A menos de dos horas de Córdoba capital, existe un rincón escondido donde podés deslizarte sobre dunas de arena a más de mil metros de altura. El sandboard en Cerro Blanco es la experiencia que probablemente nunca imaginaste que tenías tan cerca.
Si creías que la adrenalina en Córdoba se limitaba a un rafting en el Pún o un parapente sobre las Sierras, tenemos noticias para vos. Entre los pueblos de Tanti y Los Gigantes, protegida como reserva de biodiversidad, se esconde Cerro Blanco: un espacio donde confluyen tres cosas casi imposibles de imaginar juntas. Dunas de arena virgen. Bosque autóctono conservado. Y la posibilidad de practicar sandboard de verdad, sin simulaciones ni parques temáticos de mentira. Ubicada en el faldeo oriental de las Sierras Grandes a 1.300 metros sobre el nivel del mar, esta reserva es mucho más que otro destino de ecoturismo Instagram. Es un lugar donde la montaña se comporta como pista, donde cada bajada te sorprende y donde el viento en la cara se mezcla con el silencio de la naturaleza protegida.
Cuando la arena de montaña no tiene comparación
El sandboard en Cerro Blanco no es para los que todavía están aprendiendo con nervios. Las dunas acá tienen pendientes que van desde moderadas hasta desafiantes, lo que significa que tanto principiantes como experiados encuentran su ritmo. La arena es diferente a la del mar: más compactada naturalmente por el clima de montaña, lo que permite un deslizamiento incomparable. Los riders locales aseguran que es comparable a las mejores pistas de sandboard de América Latina, con la ventaja de estar a menos de dos horas de la capital provincial. La sensación de descender con el Bosque de las Sierras Chicas custodiando cada metro del recorrido, es esa que solo se vive una vez pero se recuerda para siempre.

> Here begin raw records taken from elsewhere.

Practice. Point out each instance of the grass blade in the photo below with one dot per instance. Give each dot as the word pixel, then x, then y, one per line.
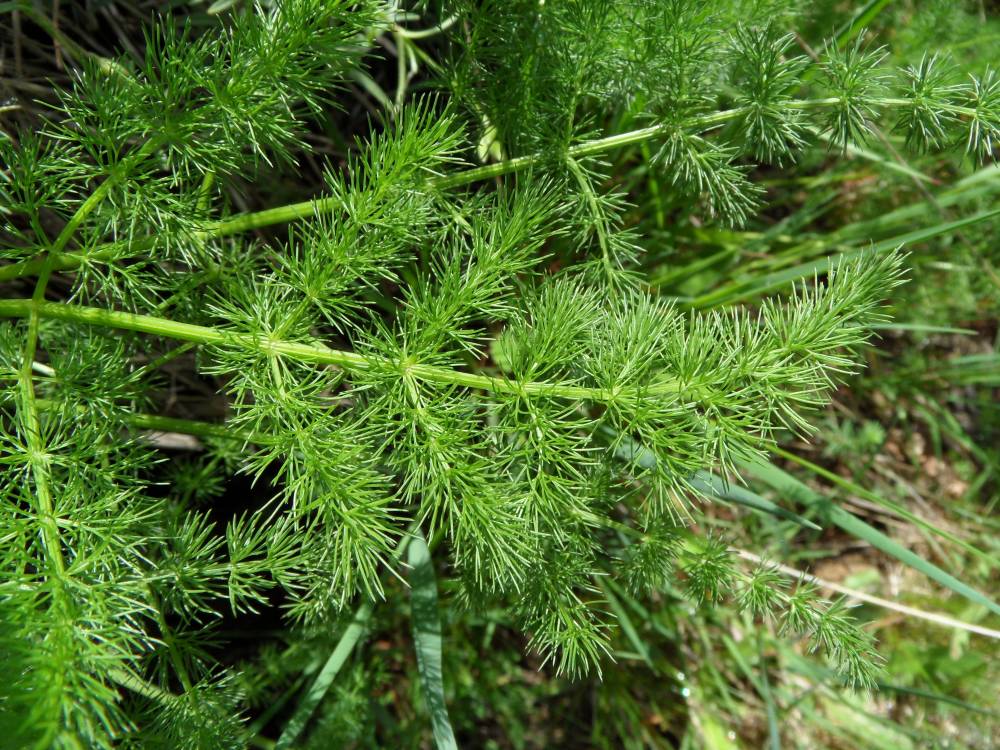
pixel 788 485
pixel 427 639
pixel 716 486
pixel 325 678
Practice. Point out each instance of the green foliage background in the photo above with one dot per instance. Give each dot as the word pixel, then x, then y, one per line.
pixel 531 323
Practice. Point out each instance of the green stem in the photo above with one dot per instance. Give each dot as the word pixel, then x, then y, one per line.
pixel 305 209
pixel 31 426
pixel 320 354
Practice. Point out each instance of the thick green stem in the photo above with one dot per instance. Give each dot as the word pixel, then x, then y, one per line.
pixel 320 354
pixel 27 414
pixel 296 211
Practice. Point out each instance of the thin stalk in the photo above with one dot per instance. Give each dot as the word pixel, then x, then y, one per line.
pixel 320 354
pixel 246 222
pixel 31 425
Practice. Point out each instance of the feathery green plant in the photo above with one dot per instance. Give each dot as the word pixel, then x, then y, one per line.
pixel 471 349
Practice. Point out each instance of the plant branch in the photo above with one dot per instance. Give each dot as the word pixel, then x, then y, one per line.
pixel 318 353
pixel 318 206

Más allá de la tabla: una jornada completa en la reserva
Lo interesante es que Cerro Blanco no juega a ser un parque de diversiones. La conservación del bosque nativo sigue siendo la prioridad absoluta. Mientras bajás con tu tabla, estás dentro de un ecosistema vivo, rodeado de flora y fauna de las Sierras. Los guías locales combinan la pasión por el deporte con el respeto genuino por el ambiente. Muchos viajeros aprovechan para hacer jornada completa: sandboard por la mañana, trekking al mediodía y descanso contemplativo al atardecer viendo las Grandes custodiando el horizonte.
Cómo ir y cuándo es el momento
Desde Buenos Aires, vuelos a Córdoba salen diarios desde Ezeiza (entre $3.500 y $6.500 pesos según temporada). Una vez en la provincia, alquilar auto es tu mejor opción para llegar a la reserva: aproximadamente 45 minutos en ruta. El mejor período es de abril a octubre: temperaturas templadas, menos lluvia y condiciones de arena óptimas. Los meses de verano suelen traer tormentas de montaña. Llevá protección solar brutal, agua abundante y equipo básico de sandboard (podés alquilar en la zona sin problema). Los guías de la reserva te esperan para hacer que esta experiencia sea inolvidable.
Cerro Blanco no es un destino para checklist de redes sociales. Es ese lugar donde la adrenalina, la naturaleza y la tranquilidad conviven en armonía. Si todavía no probaste sandboard en montaña, esta es tu oportunidad. Las dunas te esperan, el bosque te rodea, y las Sierras Grandes custodian cada movimiento. Solo necesitás decidir cuándo partís desde Buenos Aires.